I went out a couple of days ago to a nightclub that had a retro/school disco theme for the night. The music was old school, the bass was deep and the girls were hot, everyone was having a good time. The plan for the night was to (with a friend) simply to have a good time but also to go up and talk to a few girls, just to help with the fear of rejection i am working on. For the most part, the night was great for the reasons mentioned above, i actually had the best time i think i could of given the circumstances. Even though i left it late, i did go and up talked to a couple of groups of girls and i felt good about that...night was a success in that regard. However, when i was making my way home it hit me hard, i was hiding behind alot of excuses.

I noticed that the friend i was out with used alcohol as a reason not to get on the dancefloor where the action with and not to talk to the many girls that were around us. He didn't even try and i assume it was because he was self conscious to the point where drinking provided a much needed 'comfort'. I felt sorry for him, to allow the fear of rejection to get to that point is sad.
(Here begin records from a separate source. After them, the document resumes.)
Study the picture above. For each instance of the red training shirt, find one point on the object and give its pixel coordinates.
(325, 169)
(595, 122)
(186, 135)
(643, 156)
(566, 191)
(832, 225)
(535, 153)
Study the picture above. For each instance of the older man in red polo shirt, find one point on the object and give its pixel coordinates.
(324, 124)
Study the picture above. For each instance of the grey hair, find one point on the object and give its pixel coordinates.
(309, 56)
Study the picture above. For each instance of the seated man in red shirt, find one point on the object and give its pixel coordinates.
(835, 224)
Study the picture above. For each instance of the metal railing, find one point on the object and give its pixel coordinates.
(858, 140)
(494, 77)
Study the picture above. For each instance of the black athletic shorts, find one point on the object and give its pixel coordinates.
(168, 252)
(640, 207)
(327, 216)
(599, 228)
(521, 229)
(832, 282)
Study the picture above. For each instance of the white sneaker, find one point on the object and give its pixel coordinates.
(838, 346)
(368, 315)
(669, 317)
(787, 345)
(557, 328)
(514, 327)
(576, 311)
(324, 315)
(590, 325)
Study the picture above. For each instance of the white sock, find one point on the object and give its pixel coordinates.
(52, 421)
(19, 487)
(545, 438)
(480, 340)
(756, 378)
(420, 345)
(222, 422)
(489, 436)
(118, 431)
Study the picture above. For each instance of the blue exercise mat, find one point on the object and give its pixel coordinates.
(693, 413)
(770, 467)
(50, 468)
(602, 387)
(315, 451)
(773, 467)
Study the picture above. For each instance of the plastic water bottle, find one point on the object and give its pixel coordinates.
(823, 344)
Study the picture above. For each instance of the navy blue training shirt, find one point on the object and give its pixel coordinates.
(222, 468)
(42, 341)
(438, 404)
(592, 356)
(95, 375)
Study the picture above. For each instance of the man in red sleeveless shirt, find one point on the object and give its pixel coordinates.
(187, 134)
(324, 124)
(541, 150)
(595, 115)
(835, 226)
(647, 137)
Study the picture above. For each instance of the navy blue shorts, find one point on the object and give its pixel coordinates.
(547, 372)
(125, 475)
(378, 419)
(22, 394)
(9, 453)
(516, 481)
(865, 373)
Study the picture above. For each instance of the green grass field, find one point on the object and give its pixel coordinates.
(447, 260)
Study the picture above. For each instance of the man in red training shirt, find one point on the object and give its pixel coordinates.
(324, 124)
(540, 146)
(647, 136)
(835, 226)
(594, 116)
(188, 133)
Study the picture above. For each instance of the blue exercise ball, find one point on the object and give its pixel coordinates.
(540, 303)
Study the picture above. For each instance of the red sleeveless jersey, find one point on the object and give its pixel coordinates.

Combined with the relatively high amount of money i spent on alcohol that night, it forced me to ask myself the question: Why do i drink?

The following points came up when i considered whether or not i should cut alcohol out of my life.

1. I never feel the need or desire to drink, i only do so to 'fit in socially'
2. It's really easy to go through money when drinking and id prefer to save
3. I don't particularly enjoy the taste
4. more often then not i will feel worse off 
5. I get the same buzz, that people get from drinking, from the music/atmosphere/dancefloor

Conclusion: I don't need alcohol and id be better off without it

Join me on my journey to conquer this enemy. Id also like to hear about your efforts or thoughts about alcohol in general :)

ForeverConflicted

Sunday, 1 July 2012

My personal challenge...

Today is going to mark my most successful attempt yet. Once and for all i am going to remove women from the pedestal that i have them on at the moment and conquer my fear of rejection. Watch this space because within 4 months i will be dating the girl of my dreams. It's time to grow up!